Nanoparticles of different metals, semiconductors and magnetic materials can self-assemble from colloidal solutions into long range ordered periodic structures (superlattices). Combining two types of nanoparticles yields binary nanoparticle superlattices (BNSLs) exhibiting very rich phase diagrams with a multitude of close-packed and non-close-packed phases, including quasicrystalline arrangements. Through a series of systematic studies of self-assembly phenomena in single- and multicomponent nanoparticle assemblies we demonstrate that observed structural diversity is a result of the intricate interplay of entropy-driven crystallization with isotropic and anisotropic interparticle interactions, such as van der Waals, Coulombic and dipolar forces.
Colloidal nanocrystals are considered promising building blocks for electronic and optoelectronic devices. Potentially, they can combine the advantages of crystalline inorganic semiconductors with size-tunable electronic structure and inexpensive solution-based device fabrication. However, the insulating nature of the surface ligands used for nanocrystal synthesis typically results in the poor electronic coupling between individual nanocrystals. In an attempt to address this fundamental problem, we demonstrated that molecular metal chalcogenide complexes can serve as versatile ligands for a broad range of inorganic nanomaterials. This new class of nanocrystal colloids provides a set of advantages such as all-inorganic design and diverse compositional tunability for both nanocrystal and ligand constituents. We observed electron mobility of ~10 cm2/Vs in arrays of CdSe nanocrystals and ~200 S/cm conductivity in arrays of 5 nm gold nanocrystals capped with metal chalcogenide Zintl ions. We demonstrate the power of this approach on several examples of prospective thermoelectric and photovoltaic materials.
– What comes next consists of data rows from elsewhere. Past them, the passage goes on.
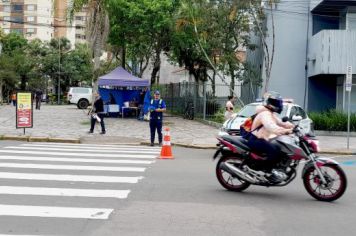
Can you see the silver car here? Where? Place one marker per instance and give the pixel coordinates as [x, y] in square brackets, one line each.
[232, 126]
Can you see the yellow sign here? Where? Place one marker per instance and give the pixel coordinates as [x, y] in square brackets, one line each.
[24, 116]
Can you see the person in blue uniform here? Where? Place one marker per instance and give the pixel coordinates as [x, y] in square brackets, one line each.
[157, 107]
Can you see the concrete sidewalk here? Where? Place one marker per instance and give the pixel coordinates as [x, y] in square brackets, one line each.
[68, 124]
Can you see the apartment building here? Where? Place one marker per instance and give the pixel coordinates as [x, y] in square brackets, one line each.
[43, 19]
[32, 18]
[315, 42]
[80, 22]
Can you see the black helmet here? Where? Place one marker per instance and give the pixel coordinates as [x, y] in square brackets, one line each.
[273, 101]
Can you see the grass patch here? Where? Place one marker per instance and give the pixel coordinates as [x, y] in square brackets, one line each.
[85, 122]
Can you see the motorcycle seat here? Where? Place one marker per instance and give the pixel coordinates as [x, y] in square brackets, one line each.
[238, 141]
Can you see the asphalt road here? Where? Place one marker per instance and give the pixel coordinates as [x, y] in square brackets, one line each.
[183, 197]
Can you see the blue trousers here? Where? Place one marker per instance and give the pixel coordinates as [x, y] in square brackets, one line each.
[262, 146]
[93, 121]
[156, 125]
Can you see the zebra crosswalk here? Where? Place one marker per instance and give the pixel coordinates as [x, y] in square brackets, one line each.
[75, 171]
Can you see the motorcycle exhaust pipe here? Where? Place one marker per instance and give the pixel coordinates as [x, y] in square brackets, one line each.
[231, 169]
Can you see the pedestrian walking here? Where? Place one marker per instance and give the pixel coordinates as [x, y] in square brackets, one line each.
[97, 114]
[229, 107]
[141, 101]
[38, 98]
[157, 107]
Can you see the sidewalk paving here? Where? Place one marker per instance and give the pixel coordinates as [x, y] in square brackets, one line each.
[68, 124]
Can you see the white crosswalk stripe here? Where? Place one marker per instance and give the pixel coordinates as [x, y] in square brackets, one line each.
[55, 159]
[36, 169]
[58, 212]
[56, 153]
[69, 167]
[98, 147]
[120, 194]
[138, 152]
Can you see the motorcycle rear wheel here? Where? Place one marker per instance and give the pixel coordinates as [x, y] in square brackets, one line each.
[228, 181]
[325, 192]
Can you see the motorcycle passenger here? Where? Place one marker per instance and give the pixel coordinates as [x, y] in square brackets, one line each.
[266, 127]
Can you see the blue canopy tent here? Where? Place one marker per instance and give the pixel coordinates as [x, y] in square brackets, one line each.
[120, 86]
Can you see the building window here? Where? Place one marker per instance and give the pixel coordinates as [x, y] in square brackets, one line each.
[30, 19]
[31, 7]
[80, 36]
[17, 19]
[17, 7]
[7, 8]
[18, 31]
[6, 20]
[30, 31]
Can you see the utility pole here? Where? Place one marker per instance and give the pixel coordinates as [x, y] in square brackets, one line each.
[59, 71]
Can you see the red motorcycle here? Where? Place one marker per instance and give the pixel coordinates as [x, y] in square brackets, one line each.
[238, 166]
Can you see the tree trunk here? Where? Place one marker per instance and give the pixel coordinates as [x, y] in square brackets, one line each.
[232, 83]
[213, 83]
[123, 56]
[97, 54]
[156, 67]
[23, 83]
[1, 95]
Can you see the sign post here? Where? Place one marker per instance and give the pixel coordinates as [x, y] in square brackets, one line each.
[24, 111]
[348, 86]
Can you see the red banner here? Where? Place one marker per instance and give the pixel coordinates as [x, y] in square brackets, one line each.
[24, 115]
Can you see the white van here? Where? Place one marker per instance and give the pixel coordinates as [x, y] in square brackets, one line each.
[81, 96]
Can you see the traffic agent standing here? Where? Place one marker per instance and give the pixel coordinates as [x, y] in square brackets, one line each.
[97, 114]
[157, 107]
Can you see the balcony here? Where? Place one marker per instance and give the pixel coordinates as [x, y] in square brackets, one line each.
[330, 51]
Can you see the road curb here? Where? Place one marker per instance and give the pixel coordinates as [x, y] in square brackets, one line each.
[63, 140]
[185, 145]
[15, 138]
[38, 139]
[341, 152]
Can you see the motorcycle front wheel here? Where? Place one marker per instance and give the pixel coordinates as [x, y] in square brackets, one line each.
[334, 187]
[228, 181]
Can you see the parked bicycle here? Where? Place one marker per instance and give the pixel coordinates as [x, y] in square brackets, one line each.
[189, 111]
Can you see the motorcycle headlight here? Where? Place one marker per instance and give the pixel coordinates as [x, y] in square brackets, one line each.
[314, 144]
[223, 129]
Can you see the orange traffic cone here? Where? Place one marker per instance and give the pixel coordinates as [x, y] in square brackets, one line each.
[166, 151]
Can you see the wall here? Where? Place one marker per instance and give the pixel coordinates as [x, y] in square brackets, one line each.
[288, 71]
[322, 93]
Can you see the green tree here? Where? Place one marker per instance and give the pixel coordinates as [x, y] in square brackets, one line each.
[97, 28]
[141, 29]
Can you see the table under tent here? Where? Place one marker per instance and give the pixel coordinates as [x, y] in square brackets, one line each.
[120, 91]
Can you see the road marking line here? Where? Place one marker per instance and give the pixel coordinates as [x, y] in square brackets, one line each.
[19, 235]
[64, 159]
[71, 167]
[139, 152]
[57, 212]
[64, 192]
[75, 178]
[79, 154]
[96, 145]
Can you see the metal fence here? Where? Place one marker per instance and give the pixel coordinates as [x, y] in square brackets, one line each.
[207, 99]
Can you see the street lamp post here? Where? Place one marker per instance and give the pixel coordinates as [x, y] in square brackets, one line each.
[59, 72]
Brief biography of the speaker:
Dmitri V. Talapin is an Assistant Professor in the Department of Chemistry at the University of Chicago. He received his doctorate degree from University of Hamburg, Germany in 2002 under supervision of Horst Weller. In 2003 he joined IBM Research Division at T. J. Watson Research Center as a postdoctoral fellow to work with Chris Murray on synthesis and electronic properties of semiconductor nanostructures. In 2005 he moved to Lawrence Berkeley National Laboratory as a staff scientist at the Molecular Foundry, newly founded DOE Center for Nanoscience and Nanotechnology. In 2007 he accepted faculty position at the University of Chicago. His research interests revolve around colloidal inorganic nanomaterials, spanning from synthetic methodology to device fabrication, with the desire of turning colloidal nanostructures into useful electronic materials.